Just tried to do hard boiled eggs using the app - eggs were far from hard...not edible..

This is my first time using the Anova. I used the app’s guide to make hard boiled eggs expecting this to be an easier task but the eggs were far from ready after the timer stopped. Any reason why this didn’t work out? I can get the differences when cuts of meat are different but I don’t get why hard boiling eggs failed miserably.

Wecome to your Community forum Andy.

Eggs can be frustratingly difficult to hard cook at low temperatures. You just experienced your first lesson in SV cooking, all apps are not created to be universally successful.

Next you need to know that in precion cooking details are important. You haven’t revealed any details so defining the reason for you would be nothing more than guesswork.

There are a couple of Hard Boiled Egg recipes with significantly different cooking temperatures and times in the Anova app catalogue.

Your eggs didn’t work out because something was wrong in the technique.
Are you able to clarify what you did? For example, was the water bath temperature at the Anova’s set point before adding the eggs?
Time and temperature details are always helpful if not critical in diagnosing the cause of a failure.

You should be aware that the texture of SV cooked eggs will always be different than conventionally cooked hard boiled eggs due to the lower temperatures used. Your Anova won’t boil water.

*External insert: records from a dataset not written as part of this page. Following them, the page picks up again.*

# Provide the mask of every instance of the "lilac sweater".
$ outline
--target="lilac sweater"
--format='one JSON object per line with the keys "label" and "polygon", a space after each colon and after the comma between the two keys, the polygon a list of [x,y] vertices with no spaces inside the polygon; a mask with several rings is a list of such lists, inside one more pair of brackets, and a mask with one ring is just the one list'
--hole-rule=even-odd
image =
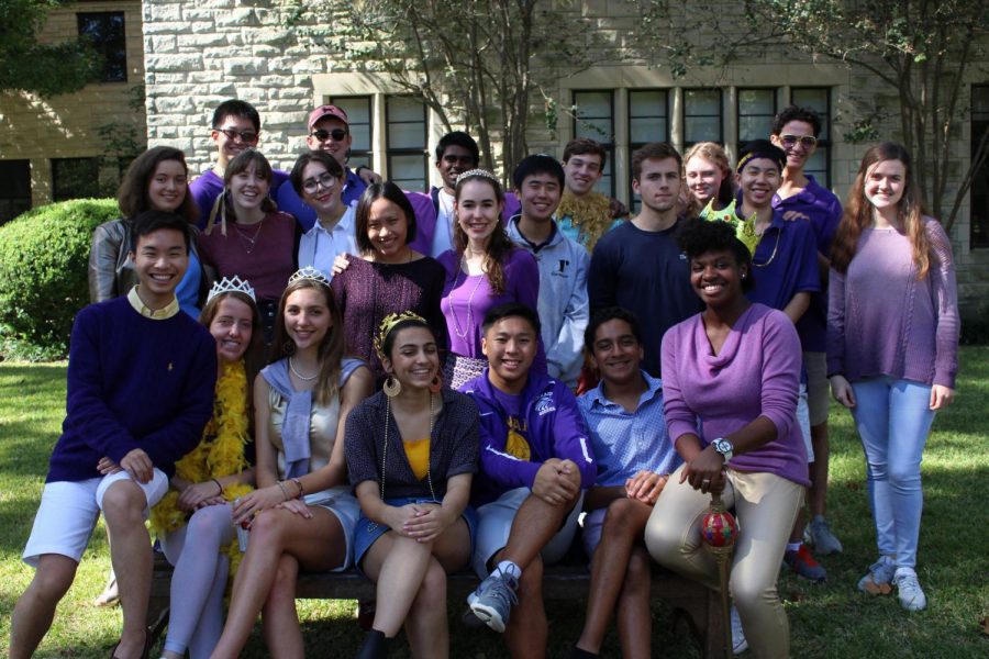
{"label": "lilac sweater", "polygon": [[663,337],[663,398],[669,438],[697,434],[701,445],[741,429],[758,416],[776,425],[776,438],[734,456],[740,471],[765,471],[809,485],[807,449],[797,423],[800,338],[781,311],[755,303],[711,354],[702,314]]}
{"label": "lilac sweater", "polygon": [[848,271],[831,270],[829,376],[955,387],[960,324],[952,246],[936,220],[924,221],[931,267],[922,280],[910,238],[892,228],[863,231]]}

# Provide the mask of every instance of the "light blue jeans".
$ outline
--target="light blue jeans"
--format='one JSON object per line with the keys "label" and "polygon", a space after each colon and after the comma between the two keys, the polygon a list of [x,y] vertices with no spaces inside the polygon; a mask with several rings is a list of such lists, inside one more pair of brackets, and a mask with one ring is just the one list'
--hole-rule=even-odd
{"label": "light blue jeans", "polygon": [[898,568],[913,568],[924,505],[920,465],[934,423],[931,386],[879,377],[852,389],[879,554],[894,557]]}

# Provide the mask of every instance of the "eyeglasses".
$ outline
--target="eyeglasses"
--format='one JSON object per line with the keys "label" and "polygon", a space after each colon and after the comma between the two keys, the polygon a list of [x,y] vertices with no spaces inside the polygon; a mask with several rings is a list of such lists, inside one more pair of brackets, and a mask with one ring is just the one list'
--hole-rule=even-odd
{"label": "eyeglasses", "polygon": [[818,144],[818,138],[813,135],[780,135],[779,141],[788,148],[797,146],[798,142],[803,148],[813,148]]}
{"label": "eyeglasses", "polygon": [[236,129],[215,129],[218,132],[226,135],[227,139],[241,139],[244,144],[254,144],[257,142],[257,133],[254,131],[238,131]]}
{"label": "eyeglasses", "polygon": [[336,183],[336,177],[329,171],[324,171],[316,178],[305,179],[304,181],[302,181],[302,190],[304,192],[308,192],[309,194],[315,194],[315,192],[320,188],[330,190],[331,188],[333,188],[334,183]]}
{"label": "eyeglasses", "polygon": [[333,129],[332,131],[324,131],[320,129],[319,131],[313,131],[310,133],[313,137],[319,139],[320,142],[326,142],[331,137],[333,137],[334,142],[343,142],[344,137],[347,136],[347,132],[343,129]]}

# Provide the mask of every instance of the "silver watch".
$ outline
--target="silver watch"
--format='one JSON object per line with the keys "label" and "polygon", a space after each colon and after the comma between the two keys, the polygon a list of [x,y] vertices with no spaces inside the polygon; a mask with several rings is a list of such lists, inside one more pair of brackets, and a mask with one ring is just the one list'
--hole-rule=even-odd
{"label": "silver watch", "polygon": [[724,458],[725,462],[727,462],[729,460],[732,459],[735,447],[732,445],[731,442],[729,442],[724,437],[719,437],[718,439],[715,439],[714,442],[711,443],[711,446],[714,447],[714,450],[716,450],[718,453],[721,454],[721,456]]}

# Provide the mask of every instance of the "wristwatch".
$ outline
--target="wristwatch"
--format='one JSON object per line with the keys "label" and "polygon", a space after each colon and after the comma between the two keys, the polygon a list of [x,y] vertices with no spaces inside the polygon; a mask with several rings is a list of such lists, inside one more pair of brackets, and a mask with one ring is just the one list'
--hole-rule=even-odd
{"label": "wristwatch", "polygon": [[721,454],[721,457],[724,458],[724,461],[727,462],[732,459],[734,455],[735,447],[731,442],[725,439],[724,437],[719,437],[714,442],[711,443],[711,446],[714,447],[714,450]]}

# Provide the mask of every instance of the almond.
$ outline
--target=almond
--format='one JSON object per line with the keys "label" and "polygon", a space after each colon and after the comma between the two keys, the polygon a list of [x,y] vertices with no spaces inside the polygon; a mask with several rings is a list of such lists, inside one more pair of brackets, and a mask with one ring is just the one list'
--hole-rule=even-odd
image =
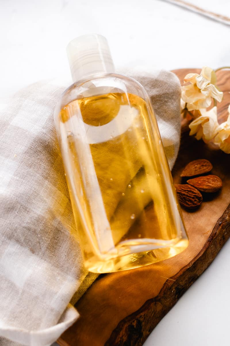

To me, the usual SV egg results are more like hard-poached eggs if you can imagine somethat that repulsive.

If you expect the conventional totally hard cooked eggs, have you considered boiling them?

Well, I’m going by the built in guide and the images / directions that it shows. I was mostly curious to see how it handled the eggs and figured if there is a guide (assuming official) showing how to cook the eggs the way you want them then it should lead to expected results

I followed the instructions - let the preheating finish, added the eggs, 45 mins later lead to the result.

And the temperature were they cooked at?
Were they fridge cold eggs?
What temperature is your fridge in the area where they were stored?
What size were they?
How fresh were they? The whites break down as the egg ages, so the older the egg the less of the white will successfully set firmly.

Eggs vary greatly. Not only by size and freshness, but thickness of shell and white to yolk ratio. This is ‘precision’ cooking and there are many reasons why your mileage may vary.

Eggs are also one the things that can be time temperamental… So you will get a different outcome from adding the eggs to the water before it’s heated or after.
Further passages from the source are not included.